Shoot. I remember getting the 386 and being blown away after our green screen monochromatic XT.
Now that I read how much you guys spent and the specs that you were running back then, a small twinge of me is jealous for my younger (and even more broke than now) self. Dude! Two gigs of hard drive space!
GilbertsGrape
01-07-2010, 02:15 PM
i remember the first pc i bought and i am not even 30
a PC Partner 486SX 33 with 4mb ram upgraded to 8mb ram at $50 a MB. 110mb hard drive.
First PC i ever used was a TRS80 (trash 80's) 8" floppy disk.
http://www.vintagecomputing.com/wp-content/images/retroscan/trs_model12_small.jpg
http://www.pdp8.net/rx02/small/floppies.jpg
2 or 3 MB hard drive. then i was able to use an Apple IIe
http://www.vectronicsappleworld.com/collection/articlepics/appleiiplatinum/snap42.jpg
and then we got IBM model 25 Value point PC's
http://oracle-internals.com/images/ibm8525.jpg
on a token ring network booted off a 3.5" floppy. and then using a hole punch to make Double density 5.25 disk out of standard Density disk. (rebels)
it is amazing how things have changed.
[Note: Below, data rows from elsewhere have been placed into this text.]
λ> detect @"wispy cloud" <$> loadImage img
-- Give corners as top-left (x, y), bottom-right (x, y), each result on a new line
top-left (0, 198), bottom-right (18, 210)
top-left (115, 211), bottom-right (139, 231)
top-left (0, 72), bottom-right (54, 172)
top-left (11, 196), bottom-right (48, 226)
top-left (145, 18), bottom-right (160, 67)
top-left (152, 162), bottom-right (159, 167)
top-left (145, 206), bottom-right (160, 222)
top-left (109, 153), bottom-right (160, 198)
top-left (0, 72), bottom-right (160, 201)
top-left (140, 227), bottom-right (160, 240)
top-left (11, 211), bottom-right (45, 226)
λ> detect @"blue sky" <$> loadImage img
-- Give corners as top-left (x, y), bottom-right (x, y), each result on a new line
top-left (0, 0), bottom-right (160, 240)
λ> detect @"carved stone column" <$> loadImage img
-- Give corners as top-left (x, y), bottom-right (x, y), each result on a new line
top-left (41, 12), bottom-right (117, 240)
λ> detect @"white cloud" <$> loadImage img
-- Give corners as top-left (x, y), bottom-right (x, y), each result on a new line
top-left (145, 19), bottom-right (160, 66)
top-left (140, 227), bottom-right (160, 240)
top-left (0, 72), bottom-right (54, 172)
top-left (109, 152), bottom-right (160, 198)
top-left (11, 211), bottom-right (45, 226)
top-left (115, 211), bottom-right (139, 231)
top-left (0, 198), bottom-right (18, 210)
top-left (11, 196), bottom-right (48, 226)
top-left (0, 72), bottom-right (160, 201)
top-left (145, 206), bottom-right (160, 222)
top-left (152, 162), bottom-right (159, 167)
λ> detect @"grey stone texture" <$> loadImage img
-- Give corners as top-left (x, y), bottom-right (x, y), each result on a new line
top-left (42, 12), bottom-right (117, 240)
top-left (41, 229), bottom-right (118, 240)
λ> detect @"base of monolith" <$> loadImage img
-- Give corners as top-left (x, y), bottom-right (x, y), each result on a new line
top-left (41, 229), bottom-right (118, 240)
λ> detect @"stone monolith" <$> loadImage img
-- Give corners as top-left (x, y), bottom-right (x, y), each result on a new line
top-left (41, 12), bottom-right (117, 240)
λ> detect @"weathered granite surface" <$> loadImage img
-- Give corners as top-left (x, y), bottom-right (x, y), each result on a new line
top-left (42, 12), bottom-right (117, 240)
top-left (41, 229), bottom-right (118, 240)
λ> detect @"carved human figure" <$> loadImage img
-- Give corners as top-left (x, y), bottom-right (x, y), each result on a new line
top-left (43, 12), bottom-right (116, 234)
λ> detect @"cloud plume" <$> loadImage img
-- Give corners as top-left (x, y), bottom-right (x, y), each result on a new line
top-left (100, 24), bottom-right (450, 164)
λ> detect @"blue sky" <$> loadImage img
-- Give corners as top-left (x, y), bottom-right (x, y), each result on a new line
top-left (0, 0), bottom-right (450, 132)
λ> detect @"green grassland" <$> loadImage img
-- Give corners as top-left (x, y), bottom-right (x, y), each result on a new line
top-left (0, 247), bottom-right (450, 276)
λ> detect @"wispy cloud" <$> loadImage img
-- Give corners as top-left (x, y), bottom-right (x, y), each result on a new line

I talk with my wife's grand parents that are 85 years old and try to explain using a PVR or DVR and they are amazed. He talks about hiking to the top of the mountain running Antenna cable to their antenna and being able to pick up 2 or 3 TV stations. (we live in the mountains of Eastern Kentucky, we get the Saturday night grand old opery on Tuesday)lol
talk about advancement.
GilbertsGrape
01-07-2010, 02:33 PM
oh i forgot Daisy Wheel printers in those large enclosures as big as one of those travel car toppers to keep them quiet
GilbertsGrape
01-07-2010, 02:43 PM
http://www.youtube.com/watch?v=GV9kZMXwDwM
Daedalus
01-11-2010, 02:45 AM
Wow, that's some nostalgia there. We had an Apple II+, a very early model. My father used it for business. I just played games on it. Don't know if there was a hard drive option, but we didn't have one. Same for our first couple clones...no hard drives...and I mostly just played games on them. When I went to college in 1990 my parents bought me a clone and I was stoked it came with a 40MB hard drive...I could finally store my games on the computer. Lol.
Jeffbx
01-11-2010, 05:15 AM
Dang I feel like the old man here...
The very first computer I ever saw was nothing more than a teletype-type machine - looked like a printer connected to a modem. And the modem was one like you took your phone handset & popped it into these circular rubber connectors, where it hummed away at a blazing 300 baud. I was in first or second grade then, and it was my friend's dad's machine, who worked at DuPont.
Then the TRS-80, Commodore Pet, Apple II+, Apple IIe, Commodore 64, Original Mac (no hard drive!), IBM PC XT and AT, then finally on to "IBM clone" machines.
Devhux
01-11-2010, 05:20 PM
This was technically my first computer:
http://members.shaw.ca/devhux/adam.jpg
...although we knew something was up when my Buck Rogers: Planet of Doom tape stopped working shortly after trying the system. Considering the printer didn't work well either, we returned it fairly soon afterwards.